Third, Democrats need to stand for something that has broad appeal. And they have to systematically sell to Idahoans a version that is different – and better – than not just being a Republican. They also need to shun litmus tests. Any appeal must take into account the fundamentally conservative nature of most Idahoans.
The message is about jobs, schools and a place to recreate on the weekend. As governor, Andrus was a champion of all that, but especially education. So was John Evans. Both spoke with conviction about creating a “quality of life” in Idaho that combined jobs, good schools and a conservation ethic built around hunting and fishing. The GOP-dominated legislature has just approved significant cuts in education, at every level, for the second year in a row. I know, we’re in a recession and every state seems to be cutting education, but some day – I hope – the economy will improve. Meantime, what do Democrats really stand for? How do they articulate what a better education system looks like and what it will do for kids, the economy and more and better jobs? Where is the personality? Where is the brand? Without a vision – and a much more compelling message – the party perishes.
Re-building ain’t easy even with Republicans offering up some tempting targets and struggling with their own Tea Party problems.
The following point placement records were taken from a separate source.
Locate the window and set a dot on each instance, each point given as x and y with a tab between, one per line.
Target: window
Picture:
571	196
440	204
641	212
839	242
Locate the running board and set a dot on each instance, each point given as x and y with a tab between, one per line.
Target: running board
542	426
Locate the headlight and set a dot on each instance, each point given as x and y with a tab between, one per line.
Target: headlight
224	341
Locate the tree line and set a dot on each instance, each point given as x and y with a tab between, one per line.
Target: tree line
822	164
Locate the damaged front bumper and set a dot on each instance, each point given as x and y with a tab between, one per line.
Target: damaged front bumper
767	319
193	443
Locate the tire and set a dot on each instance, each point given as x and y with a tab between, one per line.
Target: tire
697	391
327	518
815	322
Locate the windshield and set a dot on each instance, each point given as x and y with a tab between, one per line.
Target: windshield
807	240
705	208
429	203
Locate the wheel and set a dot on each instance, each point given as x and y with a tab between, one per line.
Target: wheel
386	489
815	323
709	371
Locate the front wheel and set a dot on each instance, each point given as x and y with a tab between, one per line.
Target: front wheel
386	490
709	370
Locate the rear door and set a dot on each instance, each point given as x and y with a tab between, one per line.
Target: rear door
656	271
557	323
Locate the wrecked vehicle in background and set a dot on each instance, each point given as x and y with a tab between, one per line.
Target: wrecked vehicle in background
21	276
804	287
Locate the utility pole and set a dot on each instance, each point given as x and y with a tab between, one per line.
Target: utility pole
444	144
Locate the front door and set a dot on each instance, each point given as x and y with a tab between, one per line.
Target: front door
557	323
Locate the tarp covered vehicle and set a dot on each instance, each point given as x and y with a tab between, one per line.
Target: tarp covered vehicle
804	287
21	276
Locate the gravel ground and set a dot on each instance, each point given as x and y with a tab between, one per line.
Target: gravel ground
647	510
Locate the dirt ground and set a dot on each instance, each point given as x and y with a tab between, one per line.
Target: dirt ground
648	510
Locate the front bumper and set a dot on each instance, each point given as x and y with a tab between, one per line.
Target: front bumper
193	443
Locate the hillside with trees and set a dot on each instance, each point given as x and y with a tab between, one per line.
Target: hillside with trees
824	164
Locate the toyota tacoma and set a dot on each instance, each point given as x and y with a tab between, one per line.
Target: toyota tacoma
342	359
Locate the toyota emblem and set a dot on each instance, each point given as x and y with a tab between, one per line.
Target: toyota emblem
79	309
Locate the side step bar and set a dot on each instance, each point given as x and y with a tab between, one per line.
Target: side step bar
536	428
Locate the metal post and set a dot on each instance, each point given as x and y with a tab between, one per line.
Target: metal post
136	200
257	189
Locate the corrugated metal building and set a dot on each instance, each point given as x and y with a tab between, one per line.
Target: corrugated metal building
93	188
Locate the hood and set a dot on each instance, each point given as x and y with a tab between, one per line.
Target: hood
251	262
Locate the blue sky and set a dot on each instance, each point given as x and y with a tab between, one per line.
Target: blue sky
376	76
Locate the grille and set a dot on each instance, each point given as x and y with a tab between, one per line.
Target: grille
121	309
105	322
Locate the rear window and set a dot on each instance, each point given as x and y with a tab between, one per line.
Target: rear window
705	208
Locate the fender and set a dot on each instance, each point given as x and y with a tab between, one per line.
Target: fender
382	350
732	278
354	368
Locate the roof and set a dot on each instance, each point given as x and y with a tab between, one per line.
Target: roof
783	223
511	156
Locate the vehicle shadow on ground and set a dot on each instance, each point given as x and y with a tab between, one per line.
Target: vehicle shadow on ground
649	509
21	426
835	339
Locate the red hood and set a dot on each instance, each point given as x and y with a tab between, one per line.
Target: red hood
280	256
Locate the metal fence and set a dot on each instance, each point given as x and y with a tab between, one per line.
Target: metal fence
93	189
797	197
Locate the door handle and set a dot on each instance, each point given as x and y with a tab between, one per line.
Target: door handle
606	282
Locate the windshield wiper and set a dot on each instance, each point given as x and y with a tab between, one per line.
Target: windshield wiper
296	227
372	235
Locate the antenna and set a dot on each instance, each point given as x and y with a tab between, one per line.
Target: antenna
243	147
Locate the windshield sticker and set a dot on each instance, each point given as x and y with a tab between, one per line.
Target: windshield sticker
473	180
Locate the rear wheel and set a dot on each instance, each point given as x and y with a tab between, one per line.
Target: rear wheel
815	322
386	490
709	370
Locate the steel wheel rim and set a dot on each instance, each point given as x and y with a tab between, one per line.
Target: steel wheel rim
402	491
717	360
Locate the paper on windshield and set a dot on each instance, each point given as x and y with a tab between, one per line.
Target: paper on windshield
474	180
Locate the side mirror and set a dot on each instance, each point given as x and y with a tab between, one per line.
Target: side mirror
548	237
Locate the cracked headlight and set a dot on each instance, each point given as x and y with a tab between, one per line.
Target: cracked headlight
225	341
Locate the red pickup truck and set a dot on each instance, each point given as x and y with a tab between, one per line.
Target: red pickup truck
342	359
A Democratic resurrection in any of our lifetimes will require the small handful of real leaders in the state party to admit the obvious. What they have been doing clearly isn’t working. A little public soul searching wouldn’t hurt. Maybe the party need to convene a very public discussion about priorities and shortcomings. They need to take some risks and they might start by airing out the corpse.
The first step on any road back is to have a plan – a real plan – that realistically puts one foot in front of another on the long slog back. As they say, the definition of insanity is doing the same thing over and over again and hoping for different results.
For Idaho Democrats, the 2010 election looks a lot like 2008, 2006, 2004, 2002…and the captives don’t seem very restless.